The budget’s been really tight this month, and I was resigned to not buying any new art supplies. But I had budgeted for a friend’s birthday gift, and she collects Quail memoribilia. Lo, and behold! Daniel Smith issues a new triad–The California Quail. I’ve been curious about those Triads, so the timing seemed right to indulge. Some of you may ask “What is a Daniel Smith Triad?”
It’s a special deal of three tubes of watercolor paint, in colors selected for their compatibility. You get a line drawing, and a picture of that drawing painted in the three colors of the triad. There are no instructions per se, but you are given suggestions in how you might use the colors to re-create the painting yourself (this isn’t a paint by number or anything close to it). The Triads are priced at $18.95, so depending on the colors in question, you save 40%-60% or more. Usually one or two of the paints are unusual, lesser known colors, so this is a great way to become familiar with them.
By the way, you can download the line drawings and color information/suggestions at any time. Click on the video for any triad color, and the PDFs are available.
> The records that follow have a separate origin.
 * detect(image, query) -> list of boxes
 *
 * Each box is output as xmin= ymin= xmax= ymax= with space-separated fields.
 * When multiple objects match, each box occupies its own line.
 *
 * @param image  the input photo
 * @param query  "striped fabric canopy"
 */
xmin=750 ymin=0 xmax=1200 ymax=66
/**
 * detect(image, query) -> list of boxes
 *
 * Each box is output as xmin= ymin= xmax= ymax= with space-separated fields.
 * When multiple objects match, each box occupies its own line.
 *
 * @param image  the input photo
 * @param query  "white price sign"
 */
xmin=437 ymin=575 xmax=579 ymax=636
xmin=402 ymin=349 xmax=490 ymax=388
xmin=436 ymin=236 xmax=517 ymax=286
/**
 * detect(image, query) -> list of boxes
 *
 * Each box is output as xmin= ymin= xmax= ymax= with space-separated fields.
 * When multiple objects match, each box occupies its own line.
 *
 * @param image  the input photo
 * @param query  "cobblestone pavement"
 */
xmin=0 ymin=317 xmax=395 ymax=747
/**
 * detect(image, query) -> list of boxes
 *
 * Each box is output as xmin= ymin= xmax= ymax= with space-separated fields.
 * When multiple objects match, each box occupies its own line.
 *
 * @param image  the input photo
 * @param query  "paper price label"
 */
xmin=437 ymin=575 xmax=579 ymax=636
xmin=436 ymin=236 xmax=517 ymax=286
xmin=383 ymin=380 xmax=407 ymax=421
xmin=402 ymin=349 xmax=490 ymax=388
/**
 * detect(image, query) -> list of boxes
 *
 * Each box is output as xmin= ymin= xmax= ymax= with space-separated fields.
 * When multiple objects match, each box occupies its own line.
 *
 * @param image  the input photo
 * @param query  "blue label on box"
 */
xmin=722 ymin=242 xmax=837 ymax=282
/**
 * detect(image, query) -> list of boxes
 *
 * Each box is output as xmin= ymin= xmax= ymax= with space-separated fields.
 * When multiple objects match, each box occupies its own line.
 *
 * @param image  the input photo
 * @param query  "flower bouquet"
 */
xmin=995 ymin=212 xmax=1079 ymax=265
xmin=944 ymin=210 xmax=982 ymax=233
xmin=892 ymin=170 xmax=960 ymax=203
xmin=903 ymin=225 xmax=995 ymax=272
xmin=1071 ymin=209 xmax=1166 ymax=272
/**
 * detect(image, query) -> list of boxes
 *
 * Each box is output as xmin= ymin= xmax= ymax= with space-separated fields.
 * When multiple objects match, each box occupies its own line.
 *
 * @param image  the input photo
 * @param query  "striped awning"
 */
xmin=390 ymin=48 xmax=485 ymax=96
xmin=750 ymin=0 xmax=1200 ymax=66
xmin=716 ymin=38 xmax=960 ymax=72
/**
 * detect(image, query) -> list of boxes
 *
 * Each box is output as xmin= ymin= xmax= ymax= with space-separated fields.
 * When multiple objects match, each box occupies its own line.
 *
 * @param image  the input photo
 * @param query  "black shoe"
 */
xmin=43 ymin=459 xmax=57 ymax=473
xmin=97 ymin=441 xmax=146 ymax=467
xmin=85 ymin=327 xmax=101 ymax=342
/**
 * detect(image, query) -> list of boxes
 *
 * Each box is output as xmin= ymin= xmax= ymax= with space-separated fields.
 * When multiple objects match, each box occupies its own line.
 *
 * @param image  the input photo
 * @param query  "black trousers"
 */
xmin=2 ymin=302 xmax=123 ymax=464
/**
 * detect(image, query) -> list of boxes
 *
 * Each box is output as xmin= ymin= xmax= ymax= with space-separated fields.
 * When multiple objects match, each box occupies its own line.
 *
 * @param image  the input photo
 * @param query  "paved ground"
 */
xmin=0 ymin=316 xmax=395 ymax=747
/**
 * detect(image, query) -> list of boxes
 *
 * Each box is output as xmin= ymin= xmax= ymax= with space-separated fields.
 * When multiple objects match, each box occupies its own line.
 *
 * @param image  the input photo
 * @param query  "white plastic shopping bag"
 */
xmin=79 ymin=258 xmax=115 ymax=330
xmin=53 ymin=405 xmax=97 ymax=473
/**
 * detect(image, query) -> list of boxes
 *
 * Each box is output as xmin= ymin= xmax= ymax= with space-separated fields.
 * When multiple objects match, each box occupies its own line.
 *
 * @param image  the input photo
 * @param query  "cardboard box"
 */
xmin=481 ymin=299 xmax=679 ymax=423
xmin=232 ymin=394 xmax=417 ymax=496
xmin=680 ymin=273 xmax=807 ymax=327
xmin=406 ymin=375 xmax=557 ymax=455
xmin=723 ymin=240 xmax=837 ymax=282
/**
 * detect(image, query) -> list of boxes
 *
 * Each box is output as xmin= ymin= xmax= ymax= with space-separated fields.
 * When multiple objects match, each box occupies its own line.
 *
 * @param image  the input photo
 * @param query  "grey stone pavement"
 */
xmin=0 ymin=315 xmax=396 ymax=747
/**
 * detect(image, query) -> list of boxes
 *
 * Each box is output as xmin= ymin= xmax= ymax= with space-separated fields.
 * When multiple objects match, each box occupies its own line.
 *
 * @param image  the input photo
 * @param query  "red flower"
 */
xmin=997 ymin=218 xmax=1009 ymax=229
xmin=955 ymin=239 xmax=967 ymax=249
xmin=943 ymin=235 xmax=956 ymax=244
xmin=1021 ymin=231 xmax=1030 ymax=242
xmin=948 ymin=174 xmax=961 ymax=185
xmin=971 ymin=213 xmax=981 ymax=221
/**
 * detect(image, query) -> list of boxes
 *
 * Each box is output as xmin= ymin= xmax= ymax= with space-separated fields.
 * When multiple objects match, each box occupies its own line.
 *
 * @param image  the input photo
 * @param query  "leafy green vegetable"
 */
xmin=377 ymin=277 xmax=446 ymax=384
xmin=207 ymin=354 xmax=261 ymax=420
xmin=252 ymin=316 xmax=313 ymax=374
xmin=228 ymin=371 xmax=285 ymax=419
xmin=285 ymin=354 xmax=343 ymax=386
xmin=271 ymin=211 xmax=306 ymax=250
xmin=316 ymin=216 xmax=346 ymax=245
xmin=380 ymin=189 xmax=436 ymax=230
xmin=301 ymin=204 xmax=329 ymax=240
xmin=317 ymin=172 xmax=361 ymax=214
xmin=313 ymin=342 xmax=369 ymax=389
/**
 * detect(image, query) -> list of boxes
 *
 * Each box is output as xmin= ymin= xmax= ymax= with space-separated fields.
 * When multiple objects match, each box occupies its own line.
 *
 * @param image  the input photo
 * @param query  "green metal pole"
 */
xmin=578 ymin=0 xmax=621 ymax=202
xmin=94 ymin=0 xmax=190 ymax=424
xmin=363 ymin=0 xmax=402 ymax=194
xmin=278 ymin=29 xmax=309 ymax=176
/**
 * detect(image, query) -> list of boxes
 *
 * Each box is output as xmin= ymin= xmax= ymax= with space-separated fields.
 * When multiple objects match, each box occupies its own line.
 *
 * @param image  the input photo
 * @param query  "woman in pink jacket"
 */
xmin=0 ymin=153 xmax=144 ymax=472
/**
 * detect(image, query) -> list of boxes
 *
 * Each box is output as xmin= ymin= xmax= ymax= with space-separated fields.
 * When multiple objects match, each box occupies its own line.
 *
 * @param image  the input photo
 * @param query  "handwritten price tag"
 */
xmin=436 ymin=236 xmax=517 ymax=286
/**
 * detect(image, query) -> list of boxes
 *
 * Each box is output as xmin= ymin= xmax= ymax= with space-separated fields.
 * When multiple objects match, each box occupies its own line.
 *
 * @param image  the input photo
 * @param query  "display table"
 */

The colors in the California Quail triad are French Ochre, Lunar Blue, and Quinacridone Burnt Orange.
The colors are beautiful, and I can’t wait to use them in other paintings. Because there was no recommendation on paper or brushes to use, I used the paper I had on hand– Strathmore 140 lb Watercolor, and a waterbrush, because I can handle it the best, and that made my test more about the color than my ability with brushes.
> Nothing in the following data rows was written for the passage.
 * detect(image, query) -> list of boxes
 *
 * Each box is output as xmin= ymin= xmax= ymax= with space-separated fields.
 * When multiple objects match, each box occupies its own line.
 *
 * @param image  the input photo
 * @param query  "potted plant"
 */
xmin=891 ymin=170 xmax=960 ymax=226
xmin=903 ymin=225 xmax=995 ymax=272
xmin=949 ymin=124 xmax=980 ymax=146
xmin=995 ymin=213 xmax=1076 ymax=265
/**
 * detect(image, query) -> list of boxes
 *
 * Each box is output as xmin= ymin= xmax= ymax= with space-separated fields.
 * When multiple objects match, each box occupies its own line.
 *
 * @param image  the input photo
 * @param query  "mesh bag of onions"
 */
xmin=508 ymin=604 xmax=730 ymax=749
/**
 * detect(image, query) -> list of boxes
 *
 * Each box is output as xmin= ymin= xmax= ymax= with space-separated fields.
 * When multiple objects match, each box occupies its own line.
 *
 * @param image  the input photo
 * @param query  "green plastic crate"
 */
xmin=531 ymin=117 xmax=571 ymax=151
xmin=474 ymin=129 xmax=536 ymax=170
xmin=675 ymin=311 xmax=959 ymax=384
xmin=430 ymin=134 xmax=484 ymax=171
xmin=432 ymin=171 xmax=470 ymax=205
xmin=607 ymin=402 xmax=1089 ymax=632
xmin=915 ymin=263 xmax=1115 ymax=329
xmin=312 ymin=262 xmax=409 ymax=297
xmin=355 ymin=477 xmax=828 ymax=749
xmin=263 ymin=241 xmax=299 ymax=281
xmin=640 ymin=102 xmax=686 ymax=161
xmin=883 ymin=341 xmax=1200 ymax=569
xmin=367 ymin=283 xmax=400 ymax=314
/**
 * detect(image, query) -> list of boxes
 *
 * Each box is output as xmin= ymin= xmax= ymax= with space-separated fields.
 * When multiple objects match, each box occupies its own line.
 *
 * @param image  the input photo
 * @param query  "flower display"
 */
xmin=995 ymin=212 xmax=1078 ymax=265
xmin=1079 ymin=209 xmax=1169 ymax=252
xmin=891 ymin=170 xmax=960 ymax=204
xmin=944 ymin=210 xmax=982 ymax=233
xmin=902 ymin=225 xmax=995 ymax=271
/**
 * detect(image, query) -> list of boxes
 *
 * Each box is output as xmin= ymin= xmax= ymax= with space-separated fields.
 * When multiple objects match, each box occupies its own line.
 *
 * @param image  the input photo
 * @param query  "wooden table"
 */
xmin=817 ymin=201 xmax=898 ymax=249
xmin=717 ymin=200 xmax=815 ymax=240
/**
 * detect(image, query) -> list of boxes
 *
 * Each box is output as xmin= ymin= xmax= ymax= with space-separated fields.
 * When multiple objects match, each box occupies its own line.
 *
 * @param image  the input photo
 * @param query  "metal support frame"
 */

The pigment in these paints wasn’t quite as intense as with my M. Graham paints. That didn’t surprise me. All my M. Graham are staining colors, and these three are all granulating. That made it easier to lay down a very pale wash, and build the color slowly. I blended on the paper rather than pre-mixing the paint, and it was fun to see how the color changed as I added each wash.
I didn’t get quite the same granulation effect as shown in the example, and I assume that was either the paper, the brush, or my pigment to water ratio. If I have any discontent with the triad, it is in the sparseness of information. But on the other hand, not giving more specifics also keeps the artist from merely copying what they see instead of experimenting. I tend to like lots of information. It might not be as important to someone else, especially if they have more experience with watercolor than I do.
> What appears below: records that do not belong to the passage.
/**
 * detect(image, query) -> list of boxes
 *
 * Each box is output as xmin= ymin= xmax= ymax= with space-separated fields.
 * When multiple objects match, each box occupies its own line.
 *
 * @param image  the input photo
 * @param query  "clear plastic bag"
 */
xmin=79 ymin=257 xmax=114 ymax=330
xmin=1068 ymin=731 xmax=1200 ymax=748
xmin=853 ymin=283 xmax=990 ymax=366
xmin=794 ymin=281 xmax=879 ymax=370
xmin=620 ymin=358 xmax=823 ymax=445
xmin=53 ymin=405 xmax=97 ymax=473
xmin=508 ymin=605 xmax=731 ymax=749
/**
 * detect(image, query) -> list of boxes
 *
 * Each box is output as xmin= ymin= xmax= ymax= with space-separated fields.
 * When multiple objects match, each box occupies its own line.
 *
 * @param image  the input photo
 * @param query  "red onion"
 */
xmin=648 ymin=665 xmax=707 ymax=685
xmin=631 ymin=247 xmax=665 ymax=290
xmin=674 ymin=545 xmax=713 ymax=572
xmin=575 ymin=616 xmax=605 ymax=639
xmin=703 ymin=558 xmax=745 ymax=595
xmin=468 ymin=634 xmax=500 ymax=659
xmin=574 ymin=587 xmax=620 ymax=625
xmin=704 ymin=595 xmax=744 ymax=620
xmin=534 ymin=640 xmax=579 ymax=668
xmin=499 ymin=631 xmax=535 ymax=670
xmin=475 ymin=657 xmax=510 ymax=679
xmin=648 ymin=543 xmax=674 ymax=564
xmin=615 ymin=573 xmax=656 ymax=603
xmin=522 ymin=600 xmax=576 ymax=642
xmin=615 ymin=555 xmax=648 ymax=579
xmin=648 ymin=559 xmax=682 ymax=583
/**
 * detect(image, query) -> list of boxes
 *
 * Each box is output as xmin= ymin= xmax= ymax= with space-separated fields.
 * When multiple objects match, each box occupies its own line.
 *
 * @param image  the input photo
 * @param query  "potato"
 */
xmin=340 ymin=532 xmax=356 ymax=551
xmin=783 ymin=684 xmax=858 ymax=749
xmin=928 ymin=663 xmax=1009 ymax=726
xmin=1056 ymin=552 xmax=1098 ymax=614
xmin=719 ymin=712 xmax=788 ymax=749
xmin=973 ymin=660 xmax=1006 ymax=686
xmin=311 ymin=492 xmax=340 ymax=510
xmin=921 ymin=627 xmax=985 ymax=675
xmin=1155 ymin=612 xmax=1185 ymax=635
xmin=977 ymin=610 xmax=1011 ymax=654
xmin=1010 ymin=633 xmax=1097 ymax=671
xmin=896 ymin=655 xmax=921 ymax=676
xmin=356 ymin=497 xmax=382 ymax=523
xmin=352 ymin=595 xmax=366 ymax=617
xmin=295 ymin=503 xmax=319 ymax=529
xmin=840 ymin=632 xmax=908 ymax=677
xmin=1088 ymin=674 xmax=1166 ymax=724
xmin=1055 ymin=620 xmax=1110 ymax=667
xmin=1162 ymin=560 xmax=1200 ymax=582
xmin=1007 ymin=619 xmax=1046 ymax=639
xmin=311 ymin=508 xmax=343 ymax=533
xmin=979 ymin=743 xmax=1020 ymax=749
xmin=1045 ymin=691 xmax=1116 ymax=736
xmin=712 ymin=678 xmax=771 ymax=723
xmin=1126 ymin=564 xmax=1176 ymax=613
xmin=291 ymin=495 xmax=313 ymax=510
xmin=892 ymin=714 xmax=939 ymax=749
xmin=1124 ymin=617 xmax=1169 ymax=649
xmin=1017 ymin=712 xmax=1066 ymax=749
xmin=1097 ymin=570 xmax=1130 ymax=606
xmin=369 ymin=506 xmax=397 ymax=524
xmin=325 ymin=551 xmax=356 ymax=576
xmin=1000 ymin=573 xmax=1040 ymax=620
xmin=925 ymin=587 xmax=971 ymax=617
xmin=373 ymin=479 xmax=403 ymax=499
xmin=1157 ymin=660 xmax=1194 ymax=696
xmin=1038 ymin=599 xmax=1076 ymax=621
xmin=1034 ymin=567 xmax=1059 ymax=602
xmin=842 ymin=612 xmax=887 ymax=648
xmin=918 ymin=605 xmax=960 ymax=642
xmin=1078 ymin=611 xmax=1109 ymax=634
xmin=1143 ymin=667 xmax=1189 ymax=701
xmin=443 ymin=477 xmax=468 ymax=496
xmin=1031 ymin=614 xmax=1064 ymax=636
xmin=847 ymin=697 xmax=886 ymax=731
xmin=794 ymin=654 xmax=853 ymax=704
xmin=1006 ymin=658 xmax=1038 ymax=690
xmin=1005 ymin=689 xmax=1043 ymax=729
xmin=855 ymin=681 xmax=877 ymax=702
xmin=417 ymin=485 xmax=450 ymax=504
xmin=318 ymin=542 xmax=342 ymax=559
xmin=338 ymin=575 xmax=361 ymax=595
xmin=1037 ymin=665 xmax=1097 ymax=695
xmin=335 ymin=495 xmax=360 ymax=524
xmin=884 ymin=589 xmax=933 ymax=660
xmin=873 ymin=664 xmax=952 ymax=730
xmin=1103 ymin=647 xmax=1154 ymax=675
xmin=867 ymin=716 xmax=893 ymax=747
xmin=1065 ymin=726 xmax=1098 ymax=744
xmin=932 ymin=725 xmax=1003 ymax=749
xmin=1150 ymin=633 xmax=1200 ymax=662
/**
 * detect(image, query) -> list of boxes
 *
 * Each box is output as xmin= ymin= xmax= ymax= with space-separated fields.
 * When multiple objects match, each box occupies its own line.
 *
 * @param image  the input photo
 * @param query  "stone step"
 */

The California Quail triad is a great value, and I’ll be buying more triads in the future. I look at the line-drawing and example as a much more interesting test of the colors than creating a chart, and I’m going to try something similar with my other colors. And I finally have the colors to create a beautiful black!
The line-drawing that comes with the colors is about 3 x 3 inches, so I used the PDF download and sized it to about 5 x 7.